Préparer ce long terme grâce à une révision de la gouvernance européenne y compris par la création d’institutions démocratiquement responsables chargées de la gestion de la « dette pandémique » est donc un passage obligé. Il ne s’agit pas de se débarrasser du modèle existant : il s’agit de dédier les institutions actuelles à des chocs endogènes de faible ampleur et de prévoir un cadre aménagé d’intervention pour des chocs exogènes majeurs.

 

Le retour de la souveraineté et la question de son échelon pertinent

La crise sanitaire a aussi révélé que le rôle de l’État, qui semblait amoindri par la mondialisation et la financiarisation, est encore puissant et qu’un rééquilibrage de la relation entre État et société est en cours. Notamment, en Europe, la gestion de la crise a souligné à quel point la souveraineté ne se référait plus exclusivement à la capacité de l'État à prendre des décisions sans entraves à l'intérieur de ses frontières, mais plutôt à une mise en commun de la souveraineté qui permettait d’étendre le contrôle au-delà des frontières de l'État.

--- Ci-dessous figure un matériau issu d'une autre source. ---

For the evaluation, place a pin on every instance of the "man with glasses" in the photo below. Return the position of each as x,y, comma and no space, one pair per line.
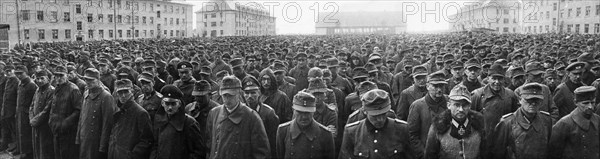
96,119
186,81
423,110
564,91
576,134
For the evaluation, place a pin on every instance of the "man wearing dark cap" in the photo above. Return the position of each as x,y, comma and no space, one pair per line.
296,138
496,99
423,110
245,136
186,81
252,93
95,123
300,71
25,93
131,127
458,131
9,105
149,99
576,134
38,117
64,114
412,93
564,91
176,135
377,136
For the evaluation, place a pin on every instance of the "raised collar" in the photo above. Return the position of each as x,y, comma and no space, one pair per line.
310,132
584,123
235,116
526,123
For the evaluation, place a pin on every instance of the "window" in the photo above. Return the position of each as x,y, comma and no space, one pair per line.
78,8
54,33
41,34
25,14
26,34
90,18
40,16
79,25
67,33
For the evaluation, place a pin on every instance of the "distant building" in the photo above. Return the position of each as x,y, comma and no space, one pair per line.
230,18
360,23
83,20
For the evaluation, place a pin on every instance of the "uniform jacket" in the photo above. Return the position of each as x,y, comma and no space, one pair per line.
574,137
442,145
314,142
363,140
25,93
95,123
519,138
178,137
421,115
407,97
131,136
38,118
237,134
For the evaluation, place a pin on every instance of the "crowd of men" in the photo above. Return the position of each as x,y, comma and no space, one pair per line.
456,95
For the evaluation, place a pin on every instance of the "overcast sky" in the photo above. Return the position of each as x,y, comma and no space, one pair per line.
301,20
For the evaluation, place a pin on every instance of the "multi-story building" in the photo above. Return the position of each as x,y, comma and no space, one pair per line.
83,20
360,23
499,16
230,18
563,16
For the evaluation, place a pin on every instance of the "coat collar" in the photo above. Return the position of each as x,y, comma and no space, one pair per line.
584,123
311,132
236,116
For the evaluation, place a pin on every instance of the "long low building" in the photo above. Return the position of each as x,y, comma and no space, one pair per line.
83,20
360,23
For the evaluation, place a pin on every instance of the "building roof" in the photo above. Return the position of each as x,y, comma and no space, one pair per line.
359,19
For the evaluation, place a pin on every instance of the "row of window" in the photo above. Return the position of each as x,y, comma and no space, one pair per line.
91,33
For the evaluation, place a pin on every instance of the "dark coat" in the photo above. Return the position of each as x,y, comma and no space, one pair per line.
131,135
421,115
38,118
517,137
363,140
25,96
95,123
64,116
314,142
237,134
178,137
440,144
574,137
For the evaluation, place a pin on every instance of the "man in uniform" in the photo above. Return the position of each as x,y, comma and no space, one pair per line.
423,110
377,136
186,81
236,131
303,137
252,93
576,135
150,98
93,131
412,93
524,133
564,92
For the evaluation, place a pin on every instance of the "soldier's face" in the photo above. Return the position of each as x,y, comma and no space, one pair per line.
303,119
531,105
378,120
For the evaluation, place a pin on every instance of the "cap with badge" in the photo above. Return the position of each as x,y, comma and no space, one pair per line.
376,102
304,102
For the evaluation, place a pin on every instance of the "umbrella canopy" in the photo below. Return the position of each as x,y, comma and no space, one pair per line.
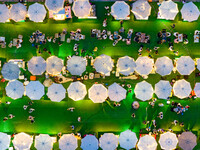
15,89
108,141
144,65
168,141
76,91
182,89
98,93
22,141
147,142
76,65
187,140
116,92
141,9
89,142
35,90
4,13
168,10
81,8
164,65
127,139
143,91
37,65
54,65
103,64
120,10
190,12
18,12
10,71
54,5
37,12
43,142
185,65
126,65
56,92
163,89
68,142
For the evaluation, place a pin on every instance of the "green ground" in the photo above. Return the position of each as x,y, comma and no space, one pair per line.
52,118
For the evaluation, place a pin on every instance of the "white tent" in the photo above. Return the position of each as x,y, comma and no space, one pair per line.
56,92
4,13
89,142
116,92
185,65
43,142
98,93
81,8
76,91
22,141
108,141
126,65
168,10
127,139
54,65
144,65
163,89
190,12
141,9
103,64
35,90
18,12
15,89
120,10
143,91
164,66
76,65
182,89
147,142
68,142
37,65
168,141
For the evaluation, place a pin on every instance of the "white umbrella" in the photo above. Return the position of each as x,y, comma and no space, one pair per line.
168,141
18,12
98,93
116,92
37,12
103,64
43,142
126,65
163,89
168,10
144,65
182,89
68,142
190,12
22,141
108,141
54,65
164,66
76,91
185,65
120,10
141,9
147,142
81,8
143,91
15,89
56,92
89,142
76,65
127,139
35,90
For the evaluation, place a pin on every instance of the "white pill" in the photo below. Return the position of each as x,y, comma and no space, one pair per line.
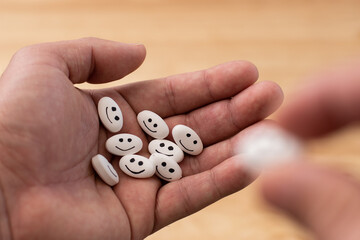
267,147
153,124
105,170
123,144
187,139
137,166
166,148
166,168
110,114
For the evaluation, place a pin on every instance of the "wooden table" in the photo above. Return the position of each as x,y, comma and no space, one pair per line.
287,40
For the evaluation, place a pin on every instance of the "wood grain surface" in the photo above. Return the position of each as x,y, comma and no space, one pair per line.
287,40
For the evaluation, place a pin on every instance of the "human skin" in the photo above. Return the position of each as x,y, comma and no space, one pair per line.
49,131
325,201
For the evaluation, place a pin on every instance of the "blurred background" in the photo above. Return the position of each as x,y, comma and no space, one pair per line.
287,40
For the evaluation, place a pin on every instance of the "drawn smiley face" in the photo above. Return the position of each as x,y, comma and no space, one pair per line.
166,148
166,168
137,166
153,124
110,114
123,144
187,139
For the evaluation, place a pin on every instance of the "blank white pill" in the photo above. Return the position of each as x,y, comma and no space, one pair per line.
166,168
110,114
137,166
267,147
166,148
187,139
123,144
105,170
153,124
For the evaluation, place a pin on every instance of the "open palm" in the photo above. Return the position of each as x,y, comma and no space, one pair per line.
50,131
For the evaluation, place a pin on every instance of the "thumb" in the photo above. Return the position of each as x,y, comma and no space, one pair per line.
326,202
90,60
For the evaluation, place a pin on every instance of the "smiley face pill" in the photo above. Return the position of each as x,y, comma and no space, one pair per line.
153,124
187,139
137,166
166,148
166,168
105,170
110,114
123,144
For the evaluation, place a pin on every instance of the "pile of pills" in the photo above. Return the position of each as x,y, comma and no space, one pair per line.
165,154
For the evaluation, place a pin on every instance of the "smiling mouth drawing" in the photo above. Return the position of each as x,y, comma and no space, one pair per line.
124,150
185,147
161,174
115,175
133,171
149,128
169,155
107,115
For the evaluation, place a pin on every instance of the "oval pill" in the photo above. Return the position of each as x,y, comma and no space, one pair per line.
166,148
123,144
110,114
137,166
105,170
187,139
153,124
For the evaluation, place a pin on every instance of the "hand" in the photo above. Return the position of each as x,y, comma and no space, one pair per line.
50,131
325,201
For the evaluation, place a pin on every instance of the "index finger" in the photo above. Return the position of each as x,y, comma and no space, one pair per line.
184,92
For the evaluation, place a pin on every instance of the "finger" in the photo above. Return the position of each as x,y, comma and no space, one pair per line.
328,103
190,194
182,93
217,153
324,201
89,59
221,120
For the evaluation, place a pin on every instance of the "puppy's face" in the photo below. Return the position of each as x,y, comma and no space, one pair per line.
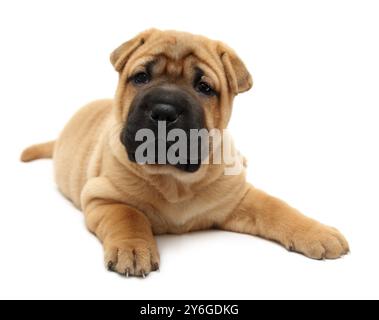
174,81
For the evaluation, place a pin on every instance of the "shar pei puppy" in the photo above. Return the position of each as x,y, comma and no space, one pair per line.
177,81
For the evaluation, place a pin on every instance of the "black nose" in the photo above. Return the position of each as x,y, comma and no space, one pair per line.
164,112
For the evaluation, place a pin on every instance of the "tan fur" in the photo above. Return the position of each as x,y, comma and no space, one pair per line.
125,203
38,151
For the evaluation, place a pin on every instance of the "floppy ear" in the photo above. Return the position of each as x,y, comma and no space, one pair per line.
121,55
237,74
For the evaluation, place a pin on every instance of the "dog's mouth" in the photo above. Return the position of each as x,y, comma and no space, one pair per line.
183,164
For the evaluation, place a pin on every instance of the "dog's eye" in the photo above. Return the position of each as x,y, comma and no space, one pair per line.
141,78
205,88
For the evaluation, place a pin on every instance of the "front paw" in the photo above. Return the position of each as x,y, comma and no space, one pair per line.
319,242
132,257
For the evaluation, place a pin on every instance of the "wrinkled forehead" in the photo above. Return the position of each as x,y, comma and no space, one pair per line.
177,55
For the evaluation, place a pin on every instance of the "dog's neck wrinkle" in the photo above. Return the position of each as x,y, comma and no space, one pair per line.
171,189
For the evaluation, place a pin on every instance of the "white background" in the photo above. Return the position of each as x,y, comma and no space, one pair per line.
309,127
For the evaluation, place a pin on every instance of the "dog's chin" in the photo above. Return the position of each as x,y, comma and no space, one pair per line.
185,167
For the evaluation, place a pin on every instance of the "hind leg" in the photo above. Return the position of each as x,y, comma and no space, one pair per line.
38,151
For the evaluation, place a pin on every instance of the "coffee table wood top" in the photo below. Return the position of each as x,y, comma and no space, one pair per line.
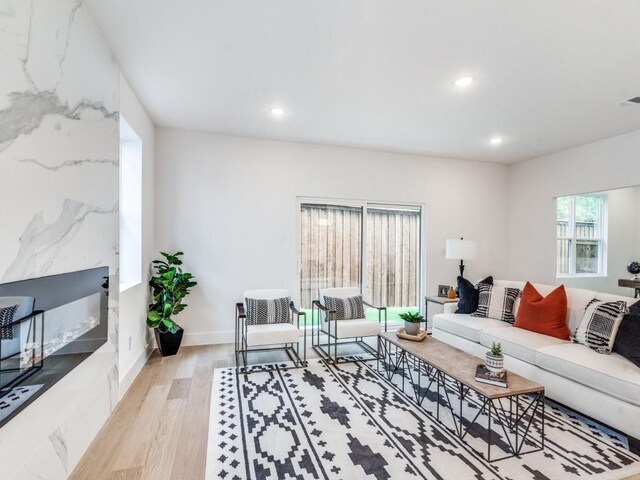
461,366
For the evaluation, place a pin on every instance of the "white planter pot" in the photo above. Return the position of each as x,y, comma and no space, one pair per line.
411,328
495,363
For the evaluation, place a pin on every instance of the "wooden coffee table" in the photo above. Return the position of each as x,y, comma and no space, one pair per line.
453,370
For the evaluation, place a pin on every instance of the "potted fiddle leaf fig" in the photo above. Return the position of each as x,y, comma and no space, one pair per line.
495,359
412,321
169,286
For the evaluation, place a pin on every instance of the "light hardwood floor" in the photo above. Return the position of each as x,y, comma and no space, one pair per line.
159,429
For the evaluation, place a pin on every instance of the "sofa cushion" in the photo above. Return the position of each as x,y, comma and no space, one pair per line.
518,342
612,374
466,326
545,315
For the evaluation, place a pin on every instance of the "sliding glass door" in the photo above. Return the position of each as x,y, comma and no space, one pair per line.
375,247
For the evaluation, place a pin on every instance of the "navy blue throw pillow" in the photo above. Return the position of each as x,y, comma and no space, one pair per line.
627,341
469,294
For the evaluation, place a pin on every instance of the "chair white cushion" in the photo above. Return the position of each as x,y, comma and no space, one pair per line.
518,342
466,326
272,334
353,328
612,374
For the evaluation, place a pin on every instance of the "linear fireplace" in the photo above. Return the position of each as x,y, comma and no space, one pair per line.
48,326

Cela implique néanmoins des contraintes et oblige à respecter traités et conventions. Ces obligations sont un passage nécessaire pour permettre de préserver les conditions de vie de ses citoyens. Néanmoins, si cet objectif est entravé, des tentatives de « reprendre le contrôle » peuvent resurgir. Le concept de démocratie libérale est en effet très exigeant : la réduction du rôle de l’État comme régulateur économique et comme rempart à l’augmentation des inégalités économiques peut vite faire de ce concept un oxymore, avec une tension croissante entre libéralisme et démocratie.

La crise de la Covid-19 a bouleversé et accéléré l’agenda européen de transformation structurelle. L’Union européenne s’est dotée d’un instrument puissant pour accompagner cette transformation et les plans de relance nationaux qui devraient être finalisés au cours du premier trimestre 2021 en seront la déclinaison nationale. Cette transformation engendrera des ruptures (redistribution sectorielle de la valeur ajoutée et de l’emploi, modification des tendances de productivité et de compétitivité, impact sur la population active, sur la distribution des revenus et sur le partage profits/revenus du travail). Les pays seront plus ou moins bien positionnés pour aborder ces changements en fonction de leurs spécificités structurelles (spécialisation, compétitivité, insertion dans les chaînes globales et européennes de la valeur, qualification de la main-d’œuvre). Les politiques d’accompagnement et les modifications de la gouvernance joueront un rôle-clé dans leur réussite. La capacité des pays à intégrer les nouvelles filières européennes, à s’approprier le saut technologique et à produire la meilleure gouvernance pour gérer cette « énorme » dépense publique tout en embarquant le secteur privé forgera la hiérarchie de la sortie de crise. La capacité des États à accompagner cette transition et à limiter le nombre des perdants de la transformation sera un facteur clé pour leur légitimité ainsi que pour celle des institutions européennes.